Difference between VMware and xen
VMware vs xen:
With hardware getting more and more capable, by means of cheap multi-core processors and gobs of memory, we can expect virtualization to become only more important in the coming years. Virtualization promises reduced costs for IT organizations, both hard (machines, power, cooling) and soft (admin and operations personnel). There are lots of products on the market already, but two that draw the most attention are open source Xen and VMware family of products. Despite their popularity, there are ones who are still blind to the differences between VMware and Xen. Therefore, this article will provide a brief description on differences between VMware and Xen.
What is VMware?
VMware is a company that provides virtualization software for x86-compatible computers. VMware Inc. is a subsidiary of EMC Corporation and has its headquarters in Palo Alto, California. The term “VMware” is often used in reference to specific VMware Inc. products such as VMware Workstation, VMware Virtual Desktop Infrastructure, VMware Player and VMware Server. VM, which stands for “Virtual Machine” (not to be confused with the broader term virtual machine), is a widely-installed operating system for IBM-compatible computers and servers that can host other operating systems in such a way that each operating system behaves as if it were installed on a self-contained computer with its own set of programs and hardware resources. In 1998 VMware was founded by Diane Greene, Mendel Rosenblum, Scott Devine, Edward Wang and Edouard Bugnion. Greene and Rosenblum, who are married, first met while at the University of California, Berkeley. Edouard Bugnion remained the chief architect and CTO of VMware until 2005, and went on to found Nuova Systems (now part of Cisco). VMware developed a range of products, most notable of which are their hypervisors. VMware became well known for their first type 2 hypervisor known as GSX. This product has since evolved into two hypervisor products lines, VMware’s type 1 hypervisors running directly on hardware, along with their hosted type 2 hypervisors. VMware’s products predate the virtualization extensions to the x86 instruction set, and do not require virtualization-enabled processors. On newer processors, the hypervisor is now designed to take advantage of the extensions. VMware’s approach avoids some of the difficulties of virtualization on x86-based platforms. Although VMware virtual machines run in user-mode, VMware Workstation itself requires the installation of various drivers in the host operating-system, notably to dynamically switch the Global Descriptor Table (GDT) and the Interrupt Descriptor Table (IDT).
What is XEN?
Xen is an open-source virtualization solution. The Xen hypervisor acts as a thin layer between the hardware and the operating system, allowing multiple virtual servers to run simultaneously on a single physical server. Each virtual server acts independently of the others, with its own allocated area of RAM and virtual disks. Xen makes it possible for multiple guest operating systems to run on a single computer by using a software layer called a hypervisor to mediate access to the real hardware. The hypervisor acts like a traffic cop, directing hardware access and coordinating requests from the guest operating systems. Responsibilities of the hypervisor include memory management and CPU scheduling of all virtual machines (“domains”), and for launching the most privileged domain (“dom0”) – the only virtual machine which by default has direct access to hardware. From the dom0 the hypervisor can be managed and unprivileged domains (“domU”) can be launched. Xen, which was released under the GNU General Public License, was originally a research project at the University of Cambridge. XenSource, Inc., a company that supported the development of the open source project and enterprise applications of the software, was acquired by Citrix Systems in October 2007. Xen pioneered a form of virtualization known as paravirtualization, in which guests run a modified operating system. The guests are modified to use a special hypercall ABI, instead of certain architectural features. The Xen hypervisor is also exceptionally lean– less than 150,000 lines of code. That translates to extremely low overhead and near-native performance for guests. Xen re-uses existing device drivers (both closed and open source) from Linux, making device management easy. Moreover Xen is robust to device driver failure and protects both guests and the hypervisor from faulty or malicious drivers.
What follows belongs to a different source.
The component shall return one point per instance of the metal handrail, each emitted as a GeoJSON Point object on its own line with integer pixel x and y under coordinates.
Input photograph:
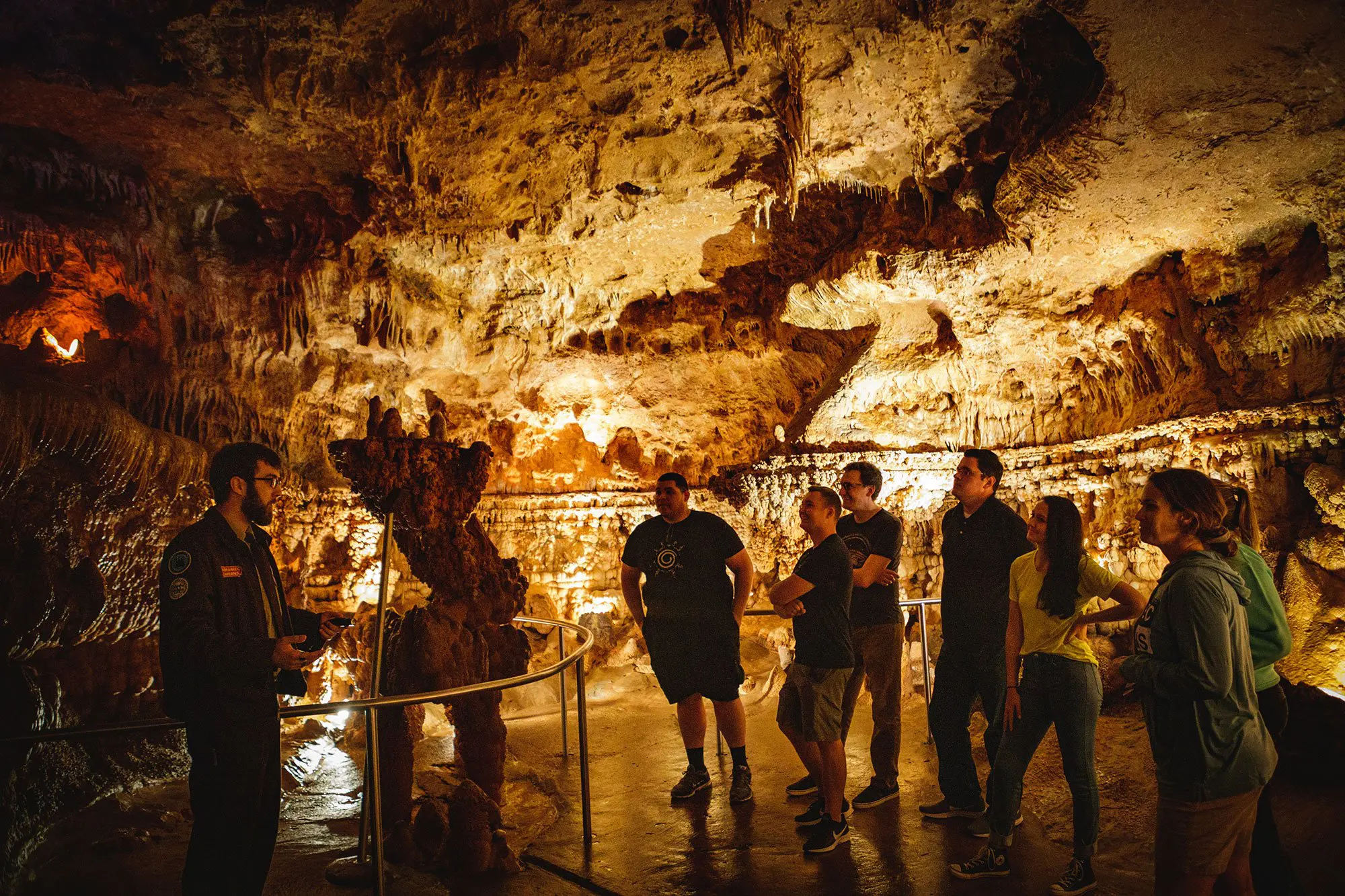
{"type": "Point", "coordinates": [326, 709]}
{"type": "Point", "coordinates": [372, 815]}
What is the difference between VMware and Xen?
XenServer, owned by Citrix, is based on Xen, but adds a complete GUI and other functionality similar to what you would find in VMware, such as storage virtualization. XenServer is less expensive than VMware, but it is far from free. When we refer to Xen, we are really referring to Xen, KVM, and any other built-in Linux virtualization engine controllable by libvirt, but not XenServer. VMware ESX Server’s architecture is based on direct execution (run user-level virtual machine code natively on the hardware) and binary translation (dynamically translate any privileged code). Since essentially a full x86 platform is exported to a virtual machine, ESX Server enables almost any OS that can execute on x86 to run inside a Virtual Machine (VM) without modification.Xen’s architecture uses a paravirtualization technique that modifies the guest OS so that it knows it’s running in a virtualized environment. With hardware-assisted CPU virtualization technologies like Intel VT and AMD-V, Xen 3.x also supports unmodified or fully virtualized guest OSs. VMware has also made announcements regarding paravirtualization support in its products. When talking about feature sets of VMware versus Xen, they are almost identical. Live migration (a horribly expensive “enterprise” feature in VMware) certainly works very well in Xen. Xen has supported live migration for years. Other fancy bits of VMware like storage pooling or storage virtualization are not part of Xen, because this is not Xen’s job. So, it is fair to say that VMware often wins the “integrated feeling” contest. This does not mean you cannot accomplish such things with Xen, instead it means that you’d use other functionality in Linux to accomplish them. It certainly is more DIY. Xen, however, focuses on features and performance of virtualization. That core functionality is constantly being improved and tweaked, and because they aren’t worrying about point-and-click features, the focus is in the right place and yields amazing results. VMWare is also capable of accepting more powerful hardware compared to Xen.